Standing down on Jackson and being close to acquiring Watson paints an interesting picture, reputation-wise, but Ridder was not in place when the Falcons were a Watson finalist. Fontenot and Smith going into their third seasons and not making a push to upgrade at QB still brings risk. Ridder will be set up to succeed, but the four-year Cincinnati starter/four-game Falcons pilot can obviously sink this operation by playing down to his draft slot. Ridder averaged just 6.2 yards per attempt in a modest audition, making it curious the Falcons named him their starter months before training camp.

In the wake of Pees’ second retirement, the Falcons entered the Vic Fangio sweepstakes. A big Dolphins offer led the acclaimed defensive coach to Florida. Atlanta attempted to interview Ejiro Evero early in the hiring period; then attempting to retain the Nathaniel Hackett hire, Denver blocked the meeting. The Panthers waited out Evero, who was eventually released from his contract. The Falcons moved early, hiring Nielsen.

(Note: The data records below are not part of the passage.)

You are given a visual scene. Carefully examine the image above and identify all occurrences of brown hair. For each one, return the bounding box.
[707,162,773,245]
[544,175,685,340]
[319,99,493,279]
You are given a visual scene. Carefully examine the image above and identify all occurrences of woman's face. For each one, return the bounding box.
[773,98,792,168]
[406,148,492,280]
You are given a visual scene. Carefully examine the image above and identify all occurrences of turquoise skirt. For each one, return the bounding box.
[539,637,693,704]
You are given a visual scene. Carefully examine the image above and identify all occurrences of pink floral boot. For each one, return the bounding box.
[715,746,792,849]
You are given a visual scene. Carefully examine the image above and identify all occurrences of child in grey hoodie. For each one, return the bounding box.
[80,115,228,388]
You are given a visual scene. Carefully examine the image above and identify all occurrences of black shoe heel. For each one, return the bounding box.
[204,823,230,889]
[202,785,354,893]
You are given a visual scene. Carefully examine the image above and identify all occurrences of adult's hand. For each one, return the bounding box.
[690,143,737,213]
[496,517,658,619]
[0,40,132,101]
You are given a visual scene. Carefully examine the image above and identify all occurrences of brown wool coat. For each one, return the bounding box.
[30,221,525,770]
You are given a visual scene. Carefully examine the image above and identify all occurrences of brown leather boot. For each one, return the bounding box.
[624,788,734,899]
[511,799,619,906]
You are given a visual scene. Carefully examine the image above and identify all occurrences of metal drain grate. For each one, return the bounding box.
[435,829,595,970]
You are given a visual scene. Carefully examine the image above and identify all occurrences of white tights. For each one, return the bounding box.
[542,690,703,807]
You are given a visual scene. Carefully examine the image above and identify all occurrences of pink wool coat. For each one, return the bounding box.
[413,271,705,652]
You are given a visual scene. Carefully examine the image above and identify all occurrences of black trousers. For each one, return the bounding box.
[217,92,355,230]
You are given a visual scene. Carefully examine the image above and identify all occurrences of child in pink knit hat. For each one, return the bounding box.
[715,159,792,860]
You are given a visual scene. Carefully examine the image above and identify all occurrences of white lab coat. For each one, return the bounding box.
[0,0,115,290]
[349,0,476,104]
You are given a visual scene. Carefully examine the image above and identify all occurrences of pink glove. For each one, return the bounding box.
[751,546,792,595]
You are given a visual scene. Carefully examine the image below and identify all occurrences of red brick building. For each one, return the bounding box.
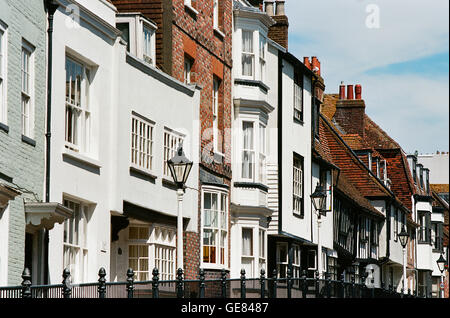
[112,0,232,278]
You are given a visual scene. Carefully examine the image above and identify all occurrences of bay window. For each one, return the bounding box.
[242,121,255,180]
[292,155,304,217]
[242,30,255,78]
[65,57,91,152]
[202,189,228,267]
[131,112,154,171]
[63,200,89,283]
[22,42,34,137]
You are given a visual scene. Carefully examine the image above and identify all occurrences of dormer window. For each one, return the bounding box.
[116,13,157,66]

Given Fontenot’s past with the Saints, this is an unsurprising hire. Nielsen spent six years in New Orleans, moving up from the college ranks. The D-line coach’s first season (2017) doubled as a step up for the Saints, who had squandered some prime Drew Brees years with woeful defenses in the mid-2010s. Nielsen, 44, brings coordinator experience, having co-run a top-10 defense last season.

Terrell’s rookie-contract performance thus far gave the Falcons one of the easier option calls. The lack of a Pro Bowl nod dropped Terrell’s price to the third tier of the option structure, and with the former No. 16 overall pick operating as Atlanta’s No. 1 corner for multiple seasons, the Falcons will benefit from the extra year of control. This buys Atlanta time on Terrell, who has not enjoyed much help — in the form of a reliable pass rush or at the other corner spots — since arriving.

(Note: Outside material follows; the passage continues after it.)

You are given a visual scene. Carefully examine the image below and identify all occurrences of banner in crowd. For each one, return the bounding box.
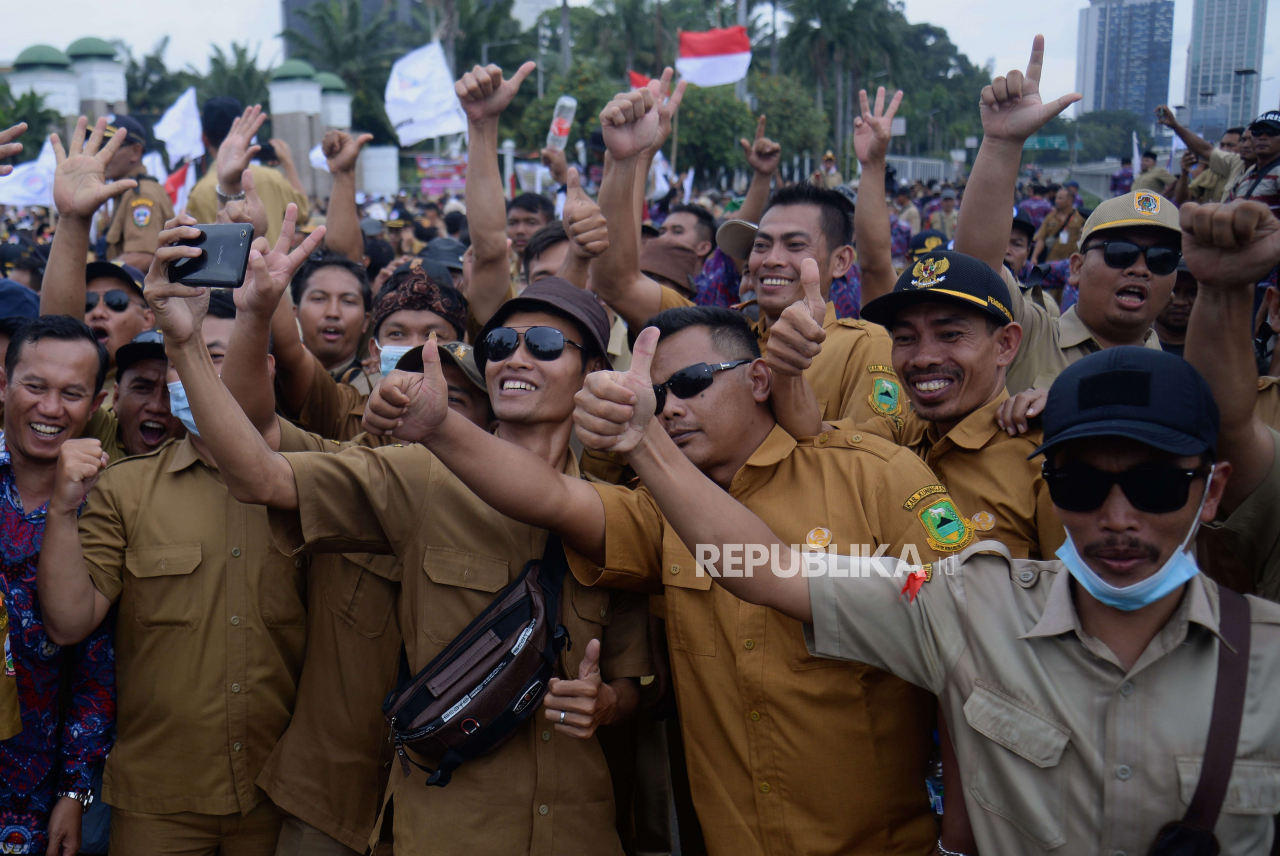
[676,27,751,86]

PFF rated Terrell as the 2021 season’s second-best corner, but he finished with the worst EPA among outside corners as the closest defender in coverage — per Next Gen Stats (h/t ESPN’s Seth Walder) — last season. Atlanta will now judge its top cover man in Nielsen’s system. The Falcons may still have issues at their non-Terrell CB positions, however, with Okudah and CFL import Dee Alford representing the most likely starters.

Top 10 cap charges for 2023:

  1. Jake Matthews, T: $28.36MM
  2. Grady Jarrett, DT: $20.63MM
  3. Chris Lindstrom, G: $13.7MM
  4. Jessie Bates, S: $9.5MM
  5. Kyle Pitts, TE: $8.98MM
  6. David Onyemata, DT: $8MM
  7. Calais Campbell, DL: $7.5MM
  8. Jonnu Smith, TE: $6MM
  9. Taylor Heinicke, QB: $5.7MM
  10. Kaleb McGary, T: $5.5MM

This will be the first time since Ryan’s rookie deal the Falcons will not have carried franchise-QB money on their books. The Ryan trade led to an NFL-record $40.53MM in dead money on their payroll last year, and the first-round quarterback contracts before the 2011 CBA were not particularly friendly. The Falcons being right on Ridder would open a door; his third-round rookie deal runs through 2025. This formula has ignited a handful of teams since that seminal CBA reshaped roster building. The Falcons have the ingredients to become one of those success stories, but it obviously hinges on their Ridder gamble.

If nothing else, this should be the most relevant Falcons team in at least six years. Their O-line investments should place the young skill-position players in position to succeed, and the team — free of the Ryan and Julio Jones dead money — used its cap space to improve on all three levels defensively. In an NFC South featuring zero QB continuity, the Falcons are probably the most interesting team. Ridder taking the step forward the Falcons expect would almost definitely vault the team back into the playoff picture.